After registering encouraging returns for most part of this year, gold miner ETFs suffered heavily in August on increasing rate hike chances and recent strength in the U.S. dollar. Strong economic data released recently and comments from some of the Fed officials including the Fed chair Janet Yellen escalated the possibilities of a rate hike by the end of this year, which in turn led the greenback to rise against some of the major currencies. Gold futures lost nearly 3.2% in August to $1,311.80.
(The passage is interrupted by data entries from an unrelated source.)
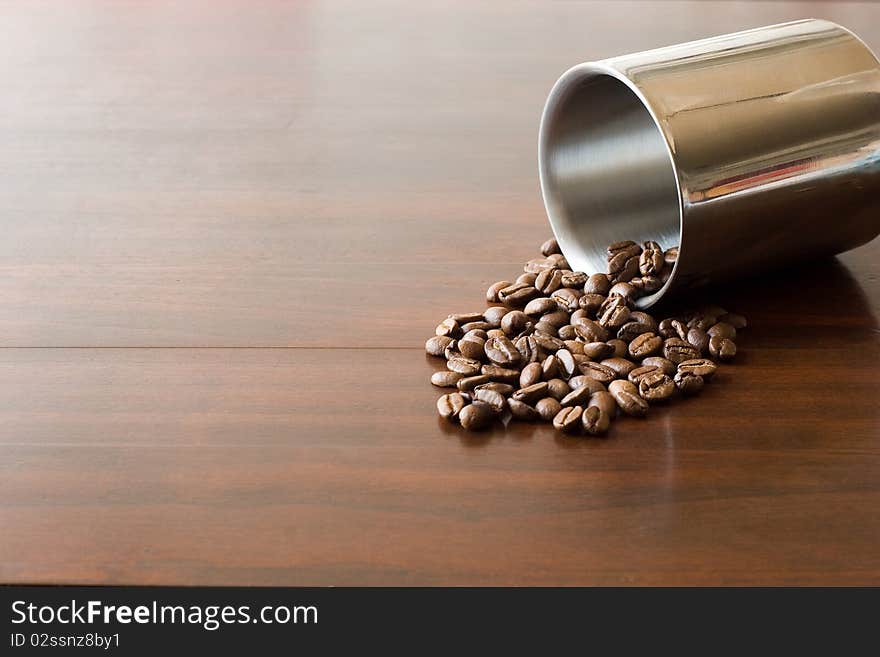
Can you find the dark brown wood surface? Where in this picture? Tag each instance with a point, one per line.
(228, 229)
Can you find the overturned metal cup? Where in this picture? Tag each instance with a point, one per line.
(749, 151)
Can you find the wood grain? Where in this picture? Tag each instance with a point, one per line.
(229, 228)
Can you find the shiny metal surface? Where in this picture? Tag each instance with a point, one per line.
(749, 150)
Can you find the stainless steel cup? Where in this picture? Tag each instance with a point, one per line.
(749, 150)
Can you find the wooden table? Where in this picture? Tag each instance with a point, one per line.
(228, 229)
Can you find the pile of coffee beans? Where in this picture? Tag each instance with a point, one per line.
(570, 348)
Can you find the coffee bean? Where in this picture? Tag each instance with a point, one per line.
(530, 394)
(445, 378)
(470, 383)
(550, 247)
(631, 330)
(531, 373)
(518, 294)
(495, 399)
(677, 350)
(557, 388)
(502, 351)
(736, 321)
(501, 388)
(627, 397)
(449, 406)
(547, 408)
(472, 347)
(656, 386)
(644, 345)
(598, 350)
(722, 329)
(540, 306)
(550, 367)
(516, 322)
(621, 348)
(722, 348)
(476, 416)
(700, 339)
(595, 421)
(574, 279)
(500, 374)
(635, 376)
(522, 411)
(604, 400)
(462, 365)
(583, 381)
(567, 365)
(566, 299)
(664, 364)
(436, 345)
(688, 383)
(448, 327)
(700, 366)
(568, 420)
(599, 372)
(494, 289)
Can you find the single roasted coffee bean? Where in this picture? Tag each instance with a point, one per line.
(449, 406)
(528, 349)
(621, 348)
(494, 289)
(645, 345)
(495, 399)
(522, 411)
(597, 284)
(472, 347)
(550, 247)
(701, 366)
(567, 364)
(531, 394)
(590, 303)
(462, 365)
(445, 378)
(601, 373)
(722, 348)
(568, 420)
(621, 366)
(604, 400)
(500, 374)
(577, 397)
(448, 327)
(557, 388)
(436, 345)
(722, 329)
(656, 386)
(531, 373)
(677, 350)
(736, 321)
(700, 339)
(688, 382)
(516, 322)
(476, 416)
(635, 376)
(540, 306)
(598, 350)
(470, 383)
(664, 364)
(574, 279)
(547, 408)
(628, 399)
(595, 421)
(518, 294)
(502, 351)
(501, 388)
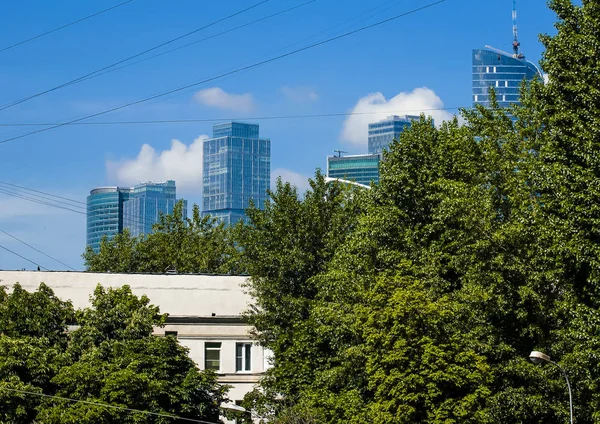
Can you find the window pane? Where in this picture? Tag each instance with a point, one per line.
(212, 356)
(247, 358)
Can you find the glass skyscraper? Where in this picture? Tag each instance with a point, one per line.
(362, 169)
(236, 168)
(503, 72)
(112, 209)
(105, 213)
(382, 133)
(147, 201)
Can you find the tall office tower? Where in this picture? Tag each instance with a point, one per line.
(504, 72)
(147, 201)
(382, 133)
(236, 168)
(105, 213)
(362, 169)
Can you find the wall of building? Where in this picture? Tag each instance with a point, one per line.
(202, 309)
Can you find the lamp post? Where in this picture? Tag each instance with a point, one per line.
(331, 179)
(541, 358)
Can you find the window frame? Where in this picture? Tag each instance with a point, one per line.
(212, 348)
(244, 356)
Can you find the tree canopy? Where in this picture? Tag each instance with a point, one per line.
(110, 358)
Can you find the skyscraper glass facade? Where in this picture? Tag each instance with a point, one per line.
(105, 213)
(362, 169)
(502, 72)
(147, 201)
(236, 168)
(382, 133)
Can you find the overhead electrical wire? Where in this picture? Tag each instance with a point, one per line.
(235, 71)
(42, 192)
(107, 405)
(63, 26)
(23, 257)
(198, 41)
(90, 74)
(45, 198)
(37, 250)
(40, 201)
(250, 118)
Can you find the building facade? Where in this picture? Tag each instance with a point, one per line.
(146, 203)
(236, 169)
(382, 133)
(362, 169)
(504, 73)
(204, 313)
(105, 213)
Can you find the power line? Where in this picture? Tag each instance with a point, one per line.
(41, 202)
(42, 192)
(89, 75)
(198, 41)
(251, 118)
(235, 71)
(23, 257)
(37, 250)
(63, 26)
(106, 405)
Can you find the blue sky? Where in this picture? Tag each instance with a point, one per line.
(428, 51)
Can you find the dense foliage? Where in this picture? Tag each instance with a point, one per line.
(111, 357)
(419, 300)
(184, 245)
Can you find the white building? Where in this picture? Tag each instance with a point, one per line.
(204, 313)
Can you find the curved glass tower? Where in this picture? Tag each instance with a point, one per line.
(105, 213)
(502, 72)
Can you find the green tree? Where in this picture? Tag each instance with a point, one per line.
(111, 358)
(188, 245)
(286, 244)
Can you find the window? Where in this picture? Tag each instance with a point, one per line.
(243, 356)
(212, 356)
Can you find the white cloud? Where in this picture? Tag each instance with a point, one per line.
(294, 178)
(374, 107)
(181, 163)
(217, 97)
(300, 94)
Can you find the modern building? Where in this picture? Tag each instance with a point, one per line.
(112, 209)
(504, 72)
(236, 169)
(382, 133)
(146, 203)
(204, 313)
(362, 169)
(105, 213)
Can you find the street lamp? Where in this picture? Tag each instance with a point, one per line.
(331, 179)
(541, 358)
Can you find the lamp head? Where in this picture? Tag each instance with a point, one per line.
(539, 357)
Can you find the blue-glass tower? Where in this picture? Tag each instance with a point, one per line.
(105, 213)
(236, 168)
(362, 169)
(147, 201)
(503, 72)
(382, 133)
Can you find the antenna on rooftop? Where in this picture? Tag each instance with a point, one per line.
(516, 43)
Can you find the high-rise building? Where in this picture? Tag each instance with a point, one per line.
(105, 213)
(362, 169)
(503, 72)
(236, 169)
(146, 203)
(382, 133)
(112, 209)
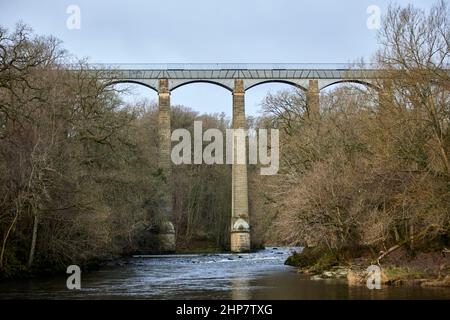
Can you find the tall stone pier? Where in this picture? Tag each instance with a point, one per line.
(166, 233)
(240, 228)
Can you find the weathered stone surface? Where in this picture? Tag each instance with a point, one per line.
(240, 230)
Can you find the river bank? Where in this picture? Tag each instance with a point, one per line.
(401, 268)
(257, 275)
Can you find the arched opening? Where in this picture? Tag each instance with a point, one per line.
(278, 81)
(351, 95)
(203, 81)
(256, 95)
(202, 192)
(124, 82)
(351, 81)
(204, 97)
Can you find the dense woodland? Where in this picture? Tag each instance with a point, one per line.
(80, 183)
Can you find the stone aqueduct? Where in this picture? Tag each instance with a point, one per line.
(237, 79)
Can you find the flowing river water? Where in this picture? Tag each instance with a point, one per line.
(258, 275)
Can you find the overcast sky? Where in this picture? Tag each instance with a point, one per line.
(232, 31)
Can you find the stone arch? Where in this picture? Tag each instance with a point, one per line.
(202, 81)
(362, 82)
(278, 81)
(113, 82)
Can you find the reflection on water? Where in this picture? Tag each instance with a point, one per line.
(259, 275)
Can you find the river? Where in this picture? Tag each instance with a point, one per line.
(258, 275)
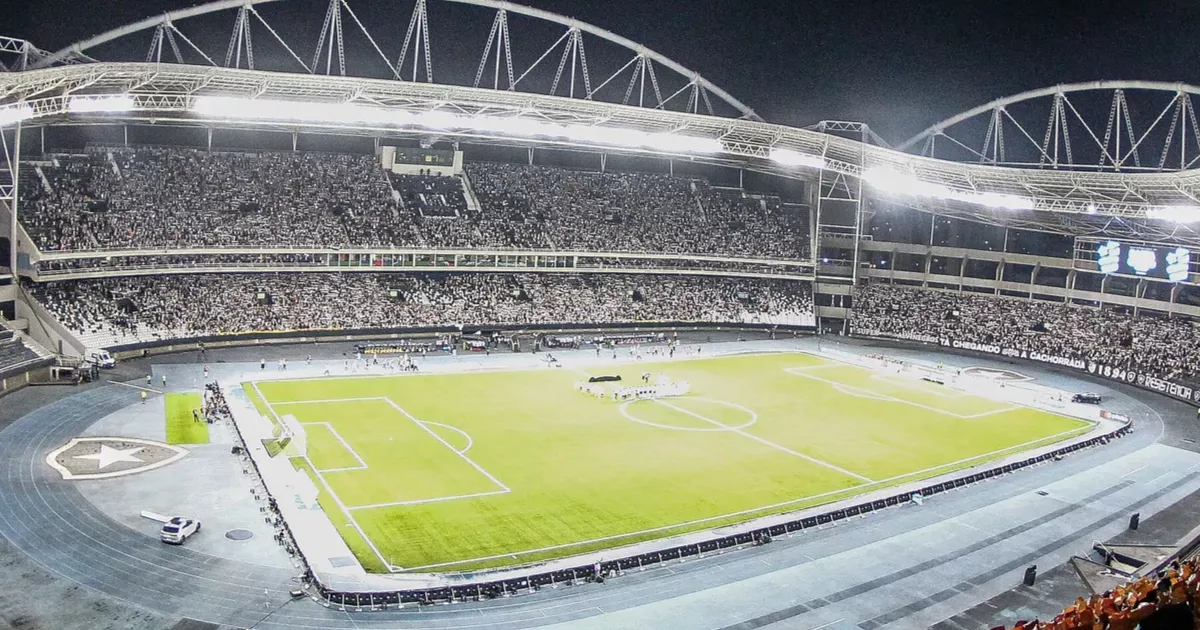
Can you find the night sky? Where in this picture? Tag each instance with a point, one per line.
(898, 65)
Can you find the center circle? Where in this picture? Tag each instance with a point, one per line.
(723, 429)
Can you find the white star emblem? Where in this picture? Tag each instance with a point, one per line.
(108, 456)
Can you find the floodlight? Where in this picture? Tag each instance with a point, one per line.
(352, 113)
(795, 159)
(15, 113)
(1180, 214)
(898, 183)
(83, 105)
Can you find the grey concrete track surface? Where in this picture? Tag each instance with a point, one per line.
(49, 521)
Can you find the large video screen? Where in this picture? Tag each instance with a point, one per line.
(1165, 263)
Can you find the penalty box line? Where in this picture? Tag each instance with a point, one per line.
(862, 490)
(361, 466)
(887, 397)
(765, 442)
(329, 489)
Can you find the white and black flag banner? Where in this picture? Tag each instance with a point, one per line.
(1132, 377)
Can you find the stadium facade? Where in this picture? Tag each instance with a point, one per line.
(1104, 223)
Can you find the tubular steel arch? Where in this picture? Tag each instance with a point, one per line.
(637, 81)
(1105, 126)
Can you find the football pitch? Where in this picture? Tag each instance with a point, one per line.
(460, 472)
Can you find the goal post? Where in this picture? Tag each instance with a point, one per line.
(292, 441)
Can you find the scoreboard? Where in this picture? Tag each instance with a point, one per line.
(1165, 263)
(426, 157)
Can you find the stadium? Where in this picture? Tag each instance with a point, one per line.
(301, 336)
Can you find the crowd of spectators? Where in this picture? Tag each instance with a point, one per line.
(1152, 345)
(1167, 599)
(575, 210)
(129, 310)
(184, 261)
(258, 261)
(157, 197)
(114, 198)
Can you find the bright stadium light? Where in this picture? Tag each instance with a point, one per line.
(357, 114)
(1179, 214)
(16, 113)
(795, 159)
(84, 105)
(903, 184)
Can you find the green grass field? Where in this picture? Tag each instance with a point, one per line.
(181, 427)
(473, 471)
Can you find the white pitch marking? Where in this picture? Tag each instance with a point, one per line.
(456, 430)
(721, 427)
(906, 382)
(331, 401)
(744, 513)
(437, 499)
(859, 393)
(765, 442)
(893, 399)
(361, 466)
(135, 387)
(437, 437)
(330, 490)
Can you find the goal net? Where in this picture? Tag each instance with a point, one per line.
(292, 441)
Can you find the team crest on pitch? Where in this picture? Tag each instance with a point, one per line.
(999, 375)
(107, 457)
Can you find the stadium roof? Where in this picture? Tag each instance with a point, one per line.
(994, 187)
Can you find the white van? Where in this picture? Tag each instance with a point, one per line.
(99, 357)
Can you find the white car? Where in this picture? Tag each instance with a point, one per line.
(179, 529)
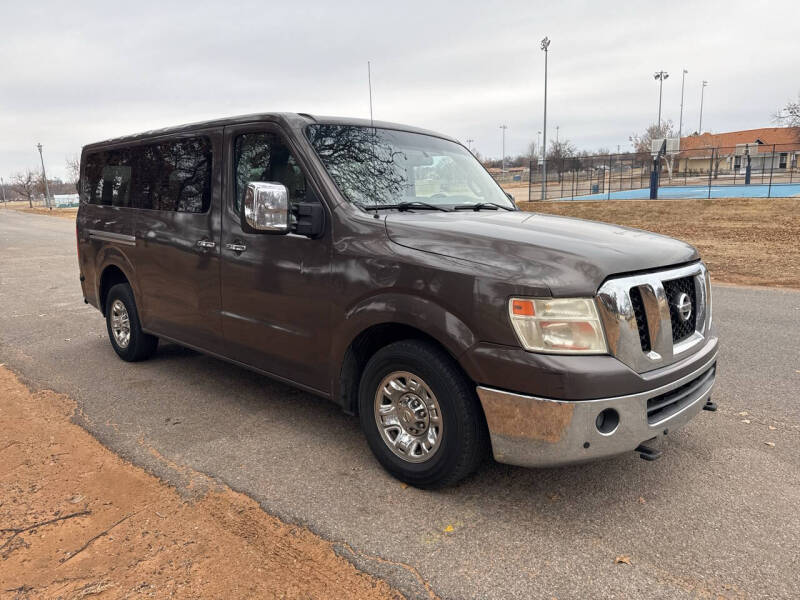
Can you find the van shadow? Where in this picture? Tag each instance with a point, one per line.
(227, 402)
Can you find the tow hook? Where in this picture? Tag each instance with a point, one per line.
(647, 453)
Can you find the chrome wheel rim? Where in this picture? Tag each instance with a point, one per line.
(408, 416)
(120, 324)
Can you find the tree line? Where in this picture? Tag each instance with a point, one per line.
(29, 184)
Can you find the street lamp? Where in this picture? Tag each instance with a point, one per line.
(44, 176)
(503, 169)
(680, 123)
(545, 45)
(660, 76)
(702, 93)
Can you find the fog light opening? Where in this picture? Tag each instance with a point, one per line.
(607, 421)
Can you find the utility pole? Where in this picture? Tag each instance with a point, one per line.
(660, 76)
(680, 123)
(702, 93)
(545, 45)
(503, 169)
(369, 83)
(44, 176)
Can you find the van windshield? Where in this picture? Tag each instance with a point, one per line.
(375, 167)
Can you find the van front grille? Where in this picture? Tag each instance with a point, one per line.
(674, 289)
(641, 318)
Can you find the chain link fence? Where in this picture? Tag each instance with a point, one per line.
(746, 170)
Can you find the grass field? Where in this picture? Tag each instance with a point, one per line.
(748, 241)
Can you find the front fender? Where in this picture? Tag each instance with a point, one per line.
(406, 309)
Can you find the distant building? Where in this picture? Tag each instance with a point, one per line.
(770, 148)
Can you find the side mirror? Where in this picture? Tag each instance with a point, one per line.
(266, 207)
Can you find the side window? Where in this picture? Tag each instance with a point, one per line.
(107, 179)
(263, 156)
(173, 175)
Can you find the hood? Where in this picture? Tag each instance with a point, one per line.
(570, 257)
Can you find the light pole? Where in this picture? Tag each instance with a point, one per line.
(44, 176)
(680, 123)
(504, 127)
(545, 45)
(660, 76)
(702, 93)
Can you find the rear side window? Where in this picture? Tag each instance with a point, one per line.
(173, 175)
(263, 156)
(107, 179)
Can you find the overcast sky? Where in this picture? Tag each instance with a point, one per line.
(77, 72)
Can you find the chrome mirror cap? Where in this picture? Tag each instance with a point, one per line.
(266, 206)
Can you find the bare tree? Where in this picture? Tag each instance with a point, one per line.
(25, 184)
(558, 154)
(789, 115)
(73, 168)
(642, 142)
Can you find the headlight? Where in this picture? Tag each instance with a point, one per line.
(558, 325)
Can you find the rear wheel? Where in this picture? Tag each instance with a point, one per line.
(124, 330)
(420, 415)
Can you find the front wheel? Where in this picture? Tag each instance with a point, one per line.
(124, 330)
(421, 415)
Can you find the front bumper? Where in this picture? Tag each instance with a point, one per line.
(541, 432)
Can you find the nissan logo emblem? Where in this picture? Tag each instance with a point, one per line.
(684, 306)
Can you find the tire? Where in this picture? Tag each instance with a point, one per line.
(121, 312)
(432, 403)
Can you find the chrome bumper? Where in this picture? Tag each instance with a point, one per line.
(540, 432)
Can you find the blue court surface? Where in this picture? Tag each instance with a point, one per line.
(777, 190)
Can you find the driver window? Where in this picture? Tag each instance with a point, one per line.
(263, 156)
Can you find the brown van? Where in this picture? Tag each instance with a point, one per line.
(380, 266)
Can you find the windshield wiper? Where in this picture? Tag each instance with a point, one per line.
(405, 206)
(478, 206)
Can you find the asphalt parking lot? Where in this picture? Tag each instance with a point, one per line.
(716, 516)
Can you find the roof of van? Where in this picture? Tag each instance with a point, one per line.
(292, 120)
However, uncertainty still remains in the broader financial markets as indicated by a 7.9% surge in the fear gauge CBOE Volatility Index (VIX) last month. Moreover, the upcoming U.S. Presidential election in November is expected to inject more uncertainties in the days ahead. Some of the concerns including sluggish global growth condition and inconsistent movement in oil prices that led gold miner ETFs to gain from the start of the year are still in play.
Rising Rate Hike Chances, Rising Dollar
Rise in rate hike possibilities by the end of 2016 and a strengthening greenback played a major role in dragging down gold miner ETFs in August. Yellen’s speech at Jackson Hole, along with comments from some of the major Fed officials in recent times raised speculations of a hike by the end of this year. While Yellen said that “an increase in the federal funds rate has strengthened in recent months,” comments from some of the other Fed officials including the central bank’s vice chair Stanley Fisher indicated that a rate hike is in the cards (read:
Is it Time to Invest in Financial ETFs?).
This also led to an increase in the U.S. dollar in recent times. The U.S. Dollar Index (DXY), which seeks to track the performance of dollar against six major currencies, reached its highest level of 96.255 since Aug 9 on Wednesday. Though the index ended the day lower at 96.005, the U.S. dollar rose nearly 0.4% against the Japanese currency to 103.39 yen. Moreover, the euro hit the lowest level of $1.1121 against the U.S. dollar since Aug 10. Meanwhile, Tthe greenback tracking ETF, PowerShares DB US Dollar Bullish ETF
UUP gained 1.4% over the past five sessions (read: 3 Small-Cap ETFs to Buy as Dollar Rallies to 3-Week High). Dismal August for Gold Miner ETFs
As already mentioned, gold miner ETFs suffered heavily last month as rising rate hike chances and strengthening dollar weighed on the price of gold. They lost more than 15% over the past one month period. While the most popular ETF from this space –
VanEck Vectors Gold Miners ETF GDX – declined 17.6% last month, others also followed the same trend.
iShares MSCI Global Gold Miners ( RING Quick Quote RING - Free Report) , Sprott Gold Miners ETF SGDM and PowerShares Global Gold & Precious Metals ETF PSAU lost 19%, 20.5% and 17.2%, respectively, over the past one-month period (read: Reversal Ahead for Gold? ETFs in Focus).
Separately, the largest ETF within the precious metals space – SPDR Gold Shares
GLD, which tracks the spot price of gold bullion, declined 3.4% in August. Also, GLD, which attracted nearly $12.4 billion of assets over the year-to-date frame, saw an outflow of $97.1 million of assets last month, indicating sluggish demand in gold. Factors to Impact Gold Miner ETFs
Despite the massive decline in August, most of the gold miner ETFs mentioned above continued to attract investor attention in August. GDX, RING and SGDM took in $736.2 million, $16.9 million and $17.1 million last month. This indicates that these ETFs are still on investors’ radar, which is likely the result of persisting concerns including weak economic growth in major economies like China and Europe and unpredictable oil price movements.
Though the possibility of a rate hike has risen in recent times, the chances of it happening in September’s policy meeting is still low, which may have a positive impact on gold. Friday’s jobs report will play an important role in setting the course for a rate hike path in the near future. Separately, the U.S. Presidential election, which is scheduled to happen in November, is another important event on which the fate of gold miners will depend. While it is speculated that the Republican candidate Donald Trump’s win may have a positive impact on gold prices, the same will get negatively impacted if Democrat candidate Hillary Clinton wins (read: Fed or Trump:
Who Will Decide the Fate of Gold ETFs?). Is a September Rebound Possible?
In this backdrop, it is speculated that though demand for gold will increase in September but the pace of growth may decline. Demand for jewellery, which represents more than 50% of gold demand, is already weakening in the current high price environment, particularly in China and India.
Moreover, a positive outlook for U.S. economic growth in the third quarter is expected to increase the chances of a rate hike chances in the coming days and strengthen the dollar, which in turn may have a negative impact on gold prices. Hence, the course of gold miner ETFs in September will largely depend on the timing of the rate hike. Moreover, the global growth scenario amid easing of monetary policies in major economies and other factors such as demand-supply in the crude market will also have a significant impact on gold miner ETFs this month.